In recent months the EU business community has lobbied intensely against public country-by-country reporting, especially vis-à-vis the terms pending in the European Parliament.

Informed of the Maltese presidency plan for a two-consecutive-year approach to the 750 million euro threshold instead of an annual basis, James Watson—an official with BusinessEurope lobby group that represents more than 10,000 EU companies—told Bloomberg BNA in a May 12 email that any change that makes the proposal less burdensome for business is welcome.

However, the BusinessEurope official insisted that “our feeling remains that with public CBCR Europe is taking an unnecessary risk with our companies’ competitiveness. As OECD members have agreed, the fight against tax fraud and evasion is best taken forward by sharing information between tax authorities, provision for which the EU has already put in place.”

The European Network on Debt and Development (Eurodad) advocacy group believes the Malta presidency’s plan further dilutes what it insists is an already weak plan drafted by the European Commission.

“Malta’s proposal is to make the directive even weaker,” Tove Maria Ryding, a Eurodad official, told Bloomberg BNA in a May 12 email.

“By suggesting that the directive should only include subsidiaries that are ‘operating’ in the EU, you risk that letterbox subsidiaries can dodge the transparency requirements.
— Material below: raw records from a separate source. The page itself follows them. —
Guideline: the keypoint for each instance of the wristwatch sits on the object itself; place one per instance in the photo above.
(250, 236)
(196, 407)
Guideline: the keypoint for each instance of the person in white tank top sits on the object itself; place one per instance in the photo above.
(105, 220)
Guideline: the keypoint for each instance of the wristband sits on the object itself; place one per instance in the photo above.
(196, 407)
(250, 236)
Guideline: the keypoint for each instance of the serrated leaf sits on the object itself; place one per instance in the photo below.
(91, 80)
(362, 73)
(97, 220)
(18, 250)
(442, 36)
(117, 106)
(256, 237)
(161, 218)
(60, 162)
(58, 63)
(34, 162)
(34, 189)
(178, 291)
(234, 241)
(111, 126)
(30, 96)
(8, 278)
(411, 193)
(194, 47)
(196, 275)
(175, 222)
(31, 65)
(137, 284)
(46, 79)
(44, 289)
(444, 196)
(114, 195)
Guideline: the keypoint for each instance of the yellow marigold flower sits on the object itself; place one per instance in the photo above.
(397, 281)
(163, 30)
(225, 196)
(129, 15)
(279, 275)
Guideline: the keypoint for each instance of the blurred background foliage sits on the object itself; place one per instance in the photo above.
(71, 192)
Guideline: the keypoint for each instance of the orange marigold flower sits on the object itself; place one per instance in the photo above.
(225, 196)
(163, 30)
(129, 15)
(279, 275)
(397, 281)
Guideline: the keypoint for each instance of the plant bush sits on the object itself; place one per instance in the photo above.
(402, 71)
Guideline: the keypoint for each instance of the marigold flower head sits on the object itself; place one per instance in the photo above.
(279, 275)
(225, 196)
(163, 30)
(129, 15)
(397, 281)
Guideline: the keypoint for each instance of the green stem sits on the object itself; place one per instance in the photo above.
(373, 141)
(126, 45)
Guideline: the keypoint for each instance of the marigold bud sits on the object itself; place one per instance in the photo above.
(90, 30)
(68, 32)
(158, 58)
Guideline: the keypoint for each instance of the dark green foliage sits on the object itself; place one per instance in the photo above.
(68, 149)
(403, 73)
From the perspective of exposing multinational corporations that are dodging taxes, this would be highly problematic since the letterbox companies, while often not doing any real business activity, can play a key role in the tax set up of the corporation,” she said.

Ryding also criticized the two-year threshold approach proposed by Malta.

 

The legislation must get approval in both the Council of Ministers and the European Parliament before it can become EU law. Both institutions must reach a compromise agreement that resolves their differences.